Un projet photographique de Antonin Mabille

Projet déposé à la SCAM N° du dépôt : A19 02 1055 00


La tentative du photographe de rendre un regard aux malvoyants en sortant de la représentation « visible » que les voyants se font des personnes atteintes de la vue. Partager l’outil photographique avec les malvoyants pour qu’ils transmettent leur approche du visible afin de le questionner.

écouter la lecture du projet en mp3 ou télécharger le ici.

I.- Poser un regard photographique sur les personnes mal-voyantes.

Le photographe capte le visible, il peut à la fois être témoin de son temps car il parvient à rendre des images qui attestent d’un événement, d’une situation, d’une époque, mais il peut aussi traiter le visible, en y apportant une esthétique qui nous détourne du réel. Il y a des photographies dans la presse, la publicité, les médias, dont on peut dire ce que l’on veut avant même de procéder à de la retouche d’image.

La personne malvoyante est à la fois préservée des détournements de l’image et exclue du rapport au visible dont l’exploitation est omniprésente dans nos sociétés. Ainsi elle a une autre perception, et l’on peut dire qu’elle voit « autrement ».

Voici l’une des premières motivations du projet : rendre visible ceux qui sont dénués du sens de la vue.

L’autre motivation est de confronter les voyants aux « non-voyants » en proposant une représentation des mal-voyants sans leur « handicap » afin de questionner le voyant sur son propre rapport au visible.

En ayant pour sujet des personnes mal-voyantes, le projet n’est évidemment pas de réformer leur handicap en leur rendant la vue, ou de développer un sens qu’ils n’ont pas, mais de travailler sur une perception du monde qu’ils possèdent.

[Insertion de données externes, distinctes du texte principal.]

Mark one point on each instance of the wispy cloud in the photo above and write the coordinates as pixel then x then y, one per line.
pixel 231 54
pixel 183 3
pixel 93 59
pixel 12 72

II.- Un projet photographique qui se divise en trois parties

1 Portrait au quotidien : le rapport au visible

Je veux mener un premier travail qui consiste à représenter des malvoyants dans leur quotidien. Pour le « voyant », le stéréotype de la personne qu'il nomme souvent « aveugle », c'est la canne le chien et les lunettes noires. Mon but est justement d'aller à contre-courant et de faire des photographies où le « handicap » est invisible. Je pense notamment aux professions comme musicien, standardiste, kinésithérapeute...

Si ces photographies tendraient à représenter une certaine réalité consciemment tronquée, celles-ci seront cependant accompagnées de légendes et de textes afin de manifester que les personnes sur les photographies sont bien mal-voyantes.

Il y aurait deux axes dans cette série :

Dans la sphère sociale l’idée est de représenter le malvoyant comme une personne ayant une activité où le visible n’est pas invalidant, et comment ils dépassent le visible dans leurs activités sociaux-professionnels.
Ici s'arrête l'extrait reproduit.